Order denying motion for new

trial affirmed.

[1] The truck was owned by the city, and the driver was returning it to its garage.

 

[2] With the jury having found Weiss’s total damages to be $ 70,000 and the driver sixty-five percent at fault, judgment entered awarding Weiss $ 45,000.

[3] As the eyewitness in the vehicle stopped on 2nd Street watched Weiss cross in front of her walking toward the lane into which the driver was turning, she commented to a passenger in her vehicle, “[H]e is not going to stop,” to which the passenger responded, “[H]e’ll see her.”

[4] The city objected to this instruction both before and after it was given.

[5] The city treats the beginning language of the first clause as if it had said, “No driver of a vehicle that is behind any other vehicle which has stopped at a marked crosswalk to permit a pedestrian to cross shall pass . . . .”

[7] For its part, the city argues that the judge’s interpretation of the second clause would render the first sentence of G. L. c. 89, § 11, superfluous.  That sentence sets forth a driver’s obligation to yield to pedestrians in crosswalks in circumstances where “traffic control signals are not in place or not in operation.”  G. L. c. 89, § 11, inserted by St. 1967, c. 405, § 1.  The first sentence would be unnecessary, the city argues, if drivers had a general duty not to “enter a marked crosswalk while a pedestrian is crossing.”  While there is some overlap between the two sentences, they are hardly wholly duplicative; one addresses a driver’s specific duties where there are no traffic control signals, while the other sets forth a driver’s general obligations (even where there are traffic control signals and even where those signals indicate that the driver may proceed).

[8] See also Kenney & Farris, Motor Vehicle Law and Practice § 10.3(j), at 374 (4th ed. 2008), which states without qualification that, “[b]y statute, a driver must stop at a crosswalk if a pedestrian is in the crosswalk in the driver’s half of the traveled way, or if the pedestrian approaching from the opposite half of the traveled way is within 10 feet of the midline of the way.”

 

[9] The driver even went so far as to acknowledge that Weiss in particular had the right of way in this case.

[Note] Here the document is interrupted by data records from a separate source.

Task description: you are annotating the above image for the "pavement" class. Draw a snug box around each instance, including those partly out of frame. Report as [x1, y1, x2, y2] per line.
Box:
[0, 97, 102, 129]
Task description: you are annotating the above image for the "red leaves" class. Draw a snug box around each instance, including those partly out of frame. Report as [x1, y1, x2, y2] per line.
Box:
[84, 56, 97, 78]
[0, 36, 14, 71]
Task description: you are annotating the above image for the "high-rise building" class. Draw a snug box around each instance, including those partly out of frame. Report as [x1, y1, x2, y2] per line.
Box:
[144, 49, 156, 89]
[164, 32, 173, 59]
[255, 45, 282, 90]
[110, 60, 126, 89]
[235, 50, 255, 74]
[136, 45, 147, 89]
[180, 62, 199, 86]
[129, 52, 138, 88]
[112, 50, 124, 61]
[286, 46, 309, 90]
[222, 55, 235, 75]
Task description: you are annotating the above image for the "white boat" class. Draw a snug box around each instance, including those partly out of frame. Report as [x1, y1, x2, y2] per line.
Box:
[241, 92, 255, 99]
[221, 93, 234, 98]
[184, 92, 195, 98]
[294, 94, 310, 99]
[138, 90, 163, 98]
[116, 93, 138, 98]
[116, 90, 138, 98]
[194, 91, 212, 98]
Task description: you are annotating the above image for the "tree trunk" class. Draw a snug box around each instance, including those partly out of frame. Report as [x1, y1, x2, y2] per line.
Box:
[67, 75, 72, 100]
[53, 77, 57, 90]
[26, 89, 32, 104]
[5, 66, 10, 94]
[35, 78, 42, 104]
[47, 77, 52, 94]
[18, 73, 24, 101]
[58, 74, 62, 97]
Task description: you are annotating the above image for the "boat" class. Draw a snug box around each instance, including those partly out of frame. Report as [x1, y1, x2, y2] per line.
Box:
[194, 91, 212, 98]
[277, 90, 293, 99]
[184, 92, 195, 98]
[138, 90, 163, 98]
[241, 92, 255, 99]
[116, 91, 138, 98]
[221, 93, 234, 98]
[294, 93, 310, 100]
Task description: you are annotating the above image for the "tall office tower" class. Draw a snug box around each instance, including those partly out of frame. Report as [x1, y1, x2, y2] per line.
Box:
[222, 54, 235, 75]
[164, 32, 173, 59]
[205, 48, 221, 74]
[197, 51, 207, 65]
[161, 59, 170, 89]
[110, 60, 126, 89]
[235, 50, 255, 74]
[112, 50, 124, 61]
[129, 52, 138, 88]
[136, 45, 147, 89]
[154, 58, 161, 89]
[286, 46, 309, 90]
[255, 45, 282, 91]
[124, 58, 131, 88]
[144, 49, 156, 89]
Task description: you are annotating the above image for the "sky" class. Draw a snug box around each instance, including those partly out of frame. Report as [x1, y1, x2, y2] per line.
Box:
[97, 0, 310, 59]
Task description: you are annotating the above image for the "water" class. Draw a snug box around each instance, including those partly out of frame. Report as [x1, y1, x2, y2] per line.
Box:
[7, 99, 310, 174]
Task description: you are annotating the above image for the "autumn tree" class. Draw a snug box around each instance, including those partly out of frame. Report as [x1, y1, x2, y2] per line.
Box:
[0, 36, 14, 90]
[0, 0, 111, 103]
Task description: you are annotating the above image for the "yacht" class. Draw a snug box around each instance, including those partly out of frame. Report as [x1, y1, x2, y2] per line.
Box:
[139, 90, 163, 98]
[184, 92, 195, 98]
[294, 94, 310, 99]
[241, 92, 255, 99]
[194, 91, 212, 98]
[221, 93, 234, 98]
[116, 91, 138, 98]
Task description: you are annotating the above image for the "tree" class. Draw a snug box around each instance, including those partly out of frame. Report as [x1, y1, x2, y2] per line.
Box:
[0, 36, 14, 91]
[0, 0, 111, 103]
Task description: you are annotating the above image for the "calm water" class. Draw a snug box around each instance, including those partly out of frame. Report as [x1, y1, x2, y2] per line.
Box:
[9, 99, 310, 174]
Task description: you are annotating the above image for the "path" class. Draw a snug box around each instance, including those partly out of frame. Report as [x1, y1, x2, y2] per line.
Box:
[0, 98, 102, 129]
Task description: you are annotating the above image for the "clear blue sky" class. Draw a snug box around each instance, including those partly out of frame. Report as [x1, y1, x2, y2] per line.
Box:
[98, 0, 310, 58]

[10] Put differently, there is nothing irrational about prohibiting both pedestrians and drivers from entering a crosswalk while the other is present, in the hope that at least one side will obey its regulatory duties.

 

[11] To the extent that the city separately argues that the jury instruction cannot stand because it was too “confusing,” we discern no merit in this argument.  Although the existence of the dual regulatory schemes may render the instructions somewhat complicated, we do not view them as confusing.  In any event, the instructions accurately reflected the statutory framework, so to the extent that they could be said to be “confusing,” such confusion is inherent in that framework, not something that the judge could have avoided.  Contrast Curtin v. Wiggins, 36 Mass. App. Ct. 933, 934-935 (1994) (setting aside a verdict where the instructions regarding the parties’ respective responsibility for an accident were unnecessarily confusing).